Pororoca no rio Araguari não existe mais, uma triste notícia
A princípio, o Instituto Chico Mendes diz que criação de búfalos criou valas que drenaram o curso d’água e acabaram com a pororoca. Enquanto isso, a Federação de Pecuária do Amapá alega que outros fatores devem ser considerados para o fim do fenômeno natural que já atraiu gente do mundo inteiro pro norte do Brasil. Em síntese, o encontro de águas, do rio Araguari com o Oceano Atlântico perdeu o encantamento. E, desde 2013, a pororoca não mais acontece.
Pororoca: fenômeno natural
Antes de mais nada, pororoca era fenômeno natural produzido pelo encontro das correntes fluviais com a maré do oceano Atlântico. Desse modo, rio e mar se confrontavam. Ao fazê-lo, criavam uma onda que percorria mais de dez quilômetros. Enquanto isso, gente de todo o mundo desembarcava no Amapá em busca da onda perfeita.

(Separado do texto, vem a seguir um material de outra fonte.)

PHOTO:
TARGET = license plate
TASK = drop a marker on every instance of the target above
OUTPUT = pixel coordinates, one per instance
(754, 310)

ICMBio e a atividade pecuária
Para o ICMBio, a atividade pecuária, principalmente a criação de búfalos, criou valas e canais que drenaram o curso d’água. Mas a Federação de Pecuária do Amapá alega que outros fatores devem ser considerados pra explicar o fim da pororoca. Iraçu Colares, presidente da federação questiona:
Por causa da pecuária? E por que nós não incluímos também aí a questão, por exemplo, das hidrelétricas
Profundidade do rio Araguari diminuiu muito
Agora, a partir de um determinado ponto nenhum tipo de embarcação passa, por menor que seja. Em primeiro lugar, a profundidade do rio, que era de cinco, seis metros, diminuiu.
No entanto, a foz do rio onde ele deságua e se encontra com o Atlântico formando a pororoca fica a 20 quilômetros de lá. Todo o percurso era navegável. Agora, a vegetação cerca a área. Dessa forma, o rio fechou. O mato tomou conta do lugar onde antes havia água.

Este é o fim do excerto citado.